Le samedi 25 avril 2026, le Mali a été le théâtre d’une série d’attaques armées coordonnées d’une ampleur exceptionnelle, visant à la fois des positions militaires et des zones stratégiques du pays.
Dès les premières heures de la journée, des assauts simultanés ont été signalés dans plusieurs localités, notamment autour de Bamako, à Kati — centre névralgique du commandement militaire — ainsi que dans des villes du nord et du centre comme Gao, Mopti et Sévaré. Des détonations, des échanges de tirs nourris et des mouvements de panique ont été observés, y compris à proximité d’installations sensibles.
Ces attaques sont attribuées à des groupes armés opérant dans le Sahel, en particulier le Groupe de soutien à l’islam et aux musulmans, qui aurait agi en coordination avec des combattants du Front de libération de l’Azawad. Cette collaboration marque une évolution notable dans la dynamique du conflit, combinant actions jihadistes et revendications séparatistes.

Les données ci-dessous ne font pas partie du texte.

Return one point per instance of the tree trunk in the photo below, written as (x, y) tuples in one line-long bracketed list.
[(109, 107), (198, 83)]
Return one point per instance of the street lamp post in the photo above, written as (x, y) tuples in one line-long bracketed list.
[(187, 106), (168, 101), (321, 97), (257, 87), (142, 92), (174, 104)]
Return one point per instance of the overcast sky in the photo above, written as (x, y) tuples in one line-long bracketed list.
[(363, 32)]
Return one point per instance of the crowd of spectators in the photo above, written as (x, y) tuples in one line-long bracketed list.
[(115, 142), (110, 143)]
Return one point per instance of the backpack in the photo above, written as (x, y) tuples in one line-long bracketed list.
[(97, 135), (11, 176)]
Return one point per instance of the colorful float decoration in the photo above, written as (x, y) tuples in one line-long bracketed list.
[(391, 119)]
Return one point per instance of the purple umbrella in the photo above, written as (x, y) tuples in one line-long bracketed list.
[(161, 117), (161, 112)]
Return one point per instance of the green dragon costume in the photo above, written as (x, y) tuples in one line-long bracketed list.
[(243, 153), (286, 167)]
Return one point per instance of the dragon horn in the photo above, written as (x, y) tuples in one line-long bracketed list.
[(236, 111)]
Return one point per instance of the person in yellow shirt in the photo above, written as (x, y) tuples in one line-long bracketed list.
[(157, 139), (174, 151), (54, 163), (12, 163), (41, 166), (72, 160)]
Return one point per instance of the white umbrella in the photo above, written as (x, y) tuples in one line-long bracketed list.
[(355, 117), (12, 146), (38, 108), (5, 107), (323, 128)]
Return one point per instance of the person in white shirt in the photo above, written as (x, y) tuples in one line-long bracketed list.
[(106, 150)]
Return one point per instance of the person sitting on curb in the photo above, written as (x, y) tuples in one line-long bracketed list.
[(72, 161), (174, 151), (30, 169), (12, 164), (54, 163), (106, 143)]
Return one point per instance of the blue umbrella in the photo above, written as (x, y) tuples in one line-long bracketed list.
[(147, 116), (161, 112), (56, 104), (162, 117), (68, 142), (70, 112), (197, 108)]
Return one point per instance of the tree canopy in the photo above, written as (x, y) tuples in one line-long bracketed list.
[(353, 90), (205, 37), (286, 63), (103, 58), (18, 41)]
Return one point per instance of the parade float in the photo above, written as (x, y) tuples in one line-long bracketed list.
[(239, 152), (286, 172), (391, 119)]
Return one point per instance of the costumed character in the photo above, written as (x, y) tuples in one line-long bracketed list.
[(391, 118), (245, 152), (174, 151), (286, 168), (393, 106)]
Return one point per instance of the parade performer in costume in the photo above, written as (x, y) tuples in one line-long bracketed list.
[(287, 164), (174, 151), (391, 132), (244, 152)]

Les cibles principales comprenaient des camps militaires, des axes stratégiques et des infrastructures clés, avec pour objectif de désorganiser les forces de défense et de sécurité et de démontrer la capacité de nuisance des assaillants. L’armée malienne a rapidement réagi en déployant des unités de riposte et en lançant des opérations de sécurisation. Les autorités affirment avoir contenu les attaques et repris le contrôle des zones affectées.
Le bilan humain reste difficile à établir avec précision, mais plusieurs sources évoquent des pertes et des blessés, tant du côté des forces armées que parmi les assaillants.
Le gouvernement du Mali a annoncé, le 26 avril 2026, le décès du général Sadio Camara, survenu à la suite des attaques du 25 avril.
Sa résidence à Kati, près de Bamako, a été ciblée par un attentat à la voiture piégée, suivi d’échanges de tirs. Gravement blessé lors de l’assaut, il a été évacué vers un hôpital où il a succombé à ses blessures.
Ces événements ont également provoqué une forte psychose au sein des populations civiles.
Sur le plan régional, la Communauté économique des États de l’Afrique de l’Ouest a condamné fermement ces attaques et appelé à un renforcement de la coopération sécuritaire entre les États.
Ces attaques du 25 avril 2026 illustrent une intensification de la menace sécuritaire au Mali et mettent en lumière la complexité croissante du conflit, désormais marqué par des alliances stratégiques entre différents groupes armés.